Semantic nets and social networks
18 July 2011
Man has named child after a Button (At least it is not this button )
While staying on the subject of Facebook, I wonder if you can automate creation of semantic nets) by doing statistical analysis of things that people do ‘like’. In order to do that you would need information kept by both google and facebook; Facebook knows what you ‘like’ (corresponding to the concepts of a semantic net) Google knows what you have searched for and how you got it (the edges between concepts) / the edges are extracted from query words. Nodes are concepts that you ‘liked’. Ups now google has that too
This sort of research would be similar to what they are doing in Natural Language Processing, these days it’s all statistics and n-grams With such an encompassing knowledge system the resulting Knowledge Monopoly ™ could serve you content aware adds on future thoughts even before you have thought of them.
.. Now there was this recent science fiction idea of the Singularity event being near - It says that a machine capable of thought will blow away all current technological limitations and we will all shoot out for the stars, and all that should happen Really soon.
Well I don’t know, even if the machine comes up with a grand plan, it will depend on the political will of Humans to implement it; so I guess that all the bots will end up sending emails to each other being largely ignored … Just like us Humans ;-) also we might end up with a really depressed Marvin
How to test the intelligence of machines
With the aim of furthering the Singularity event - I would now like to propose a better test that should tell if a machine is intelligent or not.
Normally a program dies when its environment changes in some unexpected ways (this is also called Software rot ); I would say that a program (or any other technical system) is intelligent, if it can adapt all by itself to unexpected changes of its environment or adjust to unexpected changes in its input. By that definition a search engines that produces good results for any queries makes an intelligent system.
Interestingly now I remember that the book The Ghost in the Machine by Arthur Koestler also mentions the ability of the higher nervous system to compensate for damages in other parts of the body / psyche as a defining feature of intelligent systems. Somehow I think this happens to be a very Jewish definition of intelligence - wit and intelligence had to compensate for the very disadvantageous situation of discriminations / persecutions / deliberate prescriptions of what you may or may not do for a living. That makes the Wall-E test a very tough test.
Somehow defining intelligence as the ability of a machine to convince with small talk may look like a stereotypically English way of looking at things, probably all these definitions of intelligence mirror some cultural preferences of the person who is framing this definition, in other words, Intelligence is defined by culture X by what culture X values most and what culture X would like the machine to do. So while a definition may be ok for most of the time, still no single definition will ever define the whole experience of being alive / being intelligent.

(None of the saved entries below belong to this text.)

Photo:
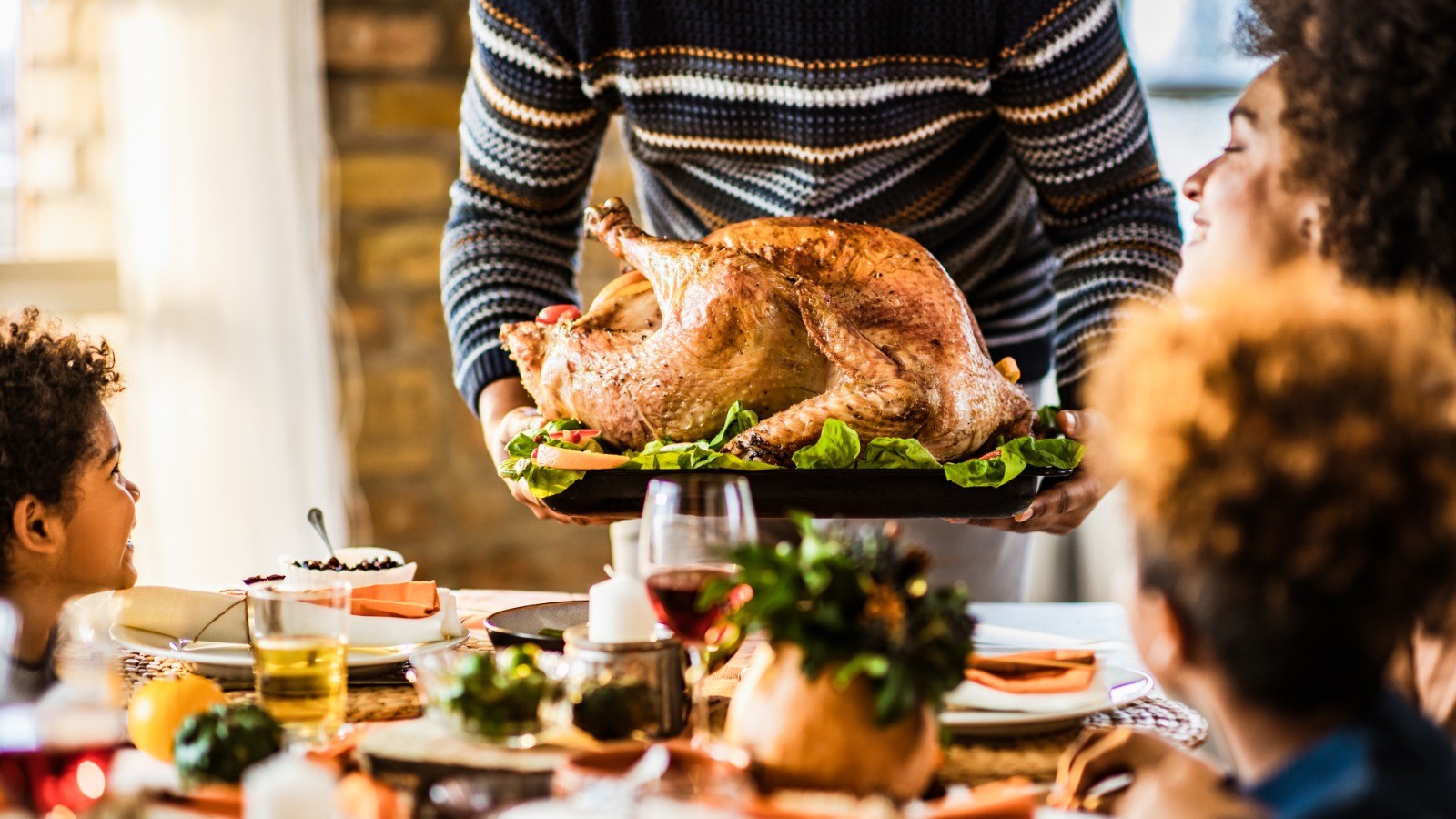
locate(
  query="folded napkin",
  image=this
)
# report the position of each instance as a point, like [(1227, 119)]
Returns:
[(1006, 799), (223, 617), (976, 697), (397, 599), (1055, 671)]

‘What is Man, what does it mean to be Human’ - the famous riddle of the mythical Sphinx is now the question that the Robot asks. That question makes sense for a Sphinx - it is half man half animal, similar to the Robot. Some say that’s the reason why we will not actually build any Robots , who wants a complex beast like this around? Funny, are the ancient Egyptian, Mesopotamian/Babylonian/Persian, Indian sphinxes asking any existential questions, or is it just it just the Classical Greek copy-sphinx?
Back to our two definitions of intelligence - of course both definitions are equally dumb; both try to define Intelligence as a black box - try do define the requirements for a intelligent system in terms of the input and expected output only. So in psychology behaviorism falls short when trying to explain things like learning and language, and here we are back to zero …
I have now invested some time to understand this course on machine learning; so far I am not impressed, it’s more of the same parlor tricks. Wikipedia says here - “There are many similarities between machine learning theory and statistical inference, although they use different terms.” , I tend to agree with that.
Again on the singularity
Another sphinx like aspect of the machine: with each new stage new questions come up, more questions than answers. What if they manage to build intelligent machines but those fail to be original thinkers? What if real creativity can’t be automated?